If I offend folks’ sensitivities with my long hair, beard and whatever else is on their list of “Thou Shalt Not’s” w-e-l-l… too bad. Now if I cause someone else to sin and go against their own consciences before God… then…that IS a sin on my part. But if I shock someone’s Legalistic and traditional sensibilities, then it is solely their burden to bear, not mine.
I had (2) two reunions to attend this weekend. One was my family reunion and the other was with my classmates from 1980 who invited my class (’81) to celebrate with them. Somewhere in the midst of all the memories, reminiscing and reacquainting with old friends I realized that I had locked myself away in a bunker for all these years and had joined myself to a cult that no longer touched the world around us and no longer had an impact on the world and culture around us. That thought hit me like a ton of bricks. Here I had friends that I really enjoy being around, but I never felt I could be a real part of their lives because they were not part of my bunker’s subculture. A pox upon me for being a better cult member than I was a friend to those I was with day in and day out for so long.

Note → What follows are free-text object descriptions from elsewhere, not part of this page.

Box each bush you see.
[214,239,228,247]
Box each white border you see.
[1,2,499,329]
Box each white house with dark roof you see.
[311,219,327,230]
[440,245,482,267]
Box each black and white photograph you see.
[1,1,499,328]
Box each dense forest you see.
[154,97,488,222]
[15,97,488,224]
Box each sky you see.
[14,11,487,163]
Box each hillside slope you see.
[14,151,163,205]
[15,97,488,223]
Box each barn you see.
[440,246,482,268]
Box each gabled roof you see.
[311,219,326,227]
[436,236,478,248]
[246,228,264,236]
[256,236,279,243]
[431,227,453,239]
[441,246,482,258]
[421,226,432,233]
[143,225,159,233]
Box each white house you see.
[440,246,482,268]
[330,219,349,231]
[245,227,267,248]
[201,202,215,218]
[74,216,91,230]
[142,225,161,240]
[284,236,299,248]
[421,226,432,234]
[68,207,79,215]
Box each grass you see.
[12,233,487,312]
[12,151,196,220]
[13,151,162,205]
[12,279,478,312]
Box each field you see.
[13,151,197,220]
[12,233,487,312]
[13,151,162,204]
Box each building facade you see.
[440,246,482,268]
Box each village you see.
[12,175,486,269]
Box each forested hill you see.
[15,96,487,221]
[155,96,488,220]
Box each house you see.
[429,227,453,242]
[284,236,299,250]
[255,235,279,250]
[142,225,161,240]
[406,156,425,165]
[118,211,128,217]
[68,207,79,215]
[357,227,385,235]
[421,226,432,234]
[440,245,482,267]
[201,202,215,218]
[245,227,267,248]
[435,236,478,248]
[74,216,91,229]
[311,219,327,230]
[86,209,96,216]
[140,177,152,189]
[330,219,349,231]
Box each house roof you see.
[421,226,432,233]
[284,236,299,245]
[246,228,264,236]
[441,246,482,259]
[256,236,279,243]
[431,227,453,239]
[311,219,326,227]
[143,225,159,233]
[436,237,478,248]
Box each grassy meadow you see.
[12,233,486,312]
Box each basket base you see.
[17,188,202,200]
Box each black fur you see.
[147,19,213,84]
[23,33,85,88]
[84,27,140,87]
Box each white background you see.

For those who have regularly read my ranting and ravings you have seen my journey out of the bunker/cave/prison back to the real world. At times it has been an angry journey, and at times melancholy, and at times confused. Thank you all for putting up with me. To those who might think I am a backslidden heathen, you’ll get over it. (And since you do not know my heart before God… ’nuff said) I and my family are going to continue this journey along this path. God knows who we will come in contact with and what if any impact we may have on other’s lives. I want to be a friend to those around me and not just because they attend the same cave that I do. I want to be a friend and have friends that I can be around because they want me around warts, long hair, beard, my Christian testimony, my journey out of the cave and all.